I miss old friends and "play it agains"
Please Send my love,
to everyone above

Saturday, September 20, 2008

she

was the saddest girl to ever hold a martini.

Friday, September 12, 2008

fuck me gently with a chainsaw

Been reading bret ellis lately.

i can almost see it. elvis costello watching you at my window.

one red. one blue.

lenses or pills im not quite sure as of late.

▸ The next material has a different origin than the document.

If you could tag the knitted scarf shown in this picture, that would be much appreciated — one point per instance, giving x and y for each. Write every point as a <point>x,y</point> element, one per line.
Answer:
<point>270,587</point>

Sometimes I think I need you more than I should.
The elephant in the room is going off inside my chest.

Icicles in my fingertips.
Always feeling like we are just waiting on the world to end.
I wish this was easier.
I'm terrified you'll regret your best intentions.
"You are the reason behind my smile".

I've never grown up.
Stuck inside the palm of a fortune teller.
I'd tell you the future of everything.
If I only had a clue.

Real or imaginary.
Sometimes I'm not sure who is real and who is realistic.
Sometimes I feel each and every mile in my veins.

Counting the tiles on the bathroom floor.
Recounts of every attempt to quiet the world for just a little bit.
What would your mom say about the mess you (really) are?

Hide and go seek sickness (30 day detox).
What's wrong is the only thing that has ever felt right.

I (don't) wanna
I w(on't)ill let myself sometimes
Pull a hood up and turn the volume up on the headphones
Think of what it'd be like not to think at all

A funeral built for two
shudders in the thunder
lightning in our words
(you make my hair stand on end)

sabotage my head (it is an inside job)
ransom (letters) in bottles
letters sealed with broken hearts and tears

we're the dreamers that never win
make believe your way out of this
this isn't over by a longshot.

it's like a car crash in reverse.
or maybe even in slow motion
either way you don't see me coming.
but you always know the way fear tastes in your throat.

It's the end of the summer and I'm feeling (self) destructive.

Unsupervised and unwise
push it to the edge.
feel the rush of almost giving in.

I'm only at my best when I'm at my worst

Hot and cold flashes
indecisive choices
the red or blue pill
let's take them all and really escape reality.

let's hang out in the bottom of a well
rescue MEmories.

Wednesday, September 03, 2008

i am in love with the city that raised me.

seriously.

it messes with my head every time i am away.

i miss that place. the way eyes look and hugs from friends feel there.

boomerang my head. back to the city i grew up in.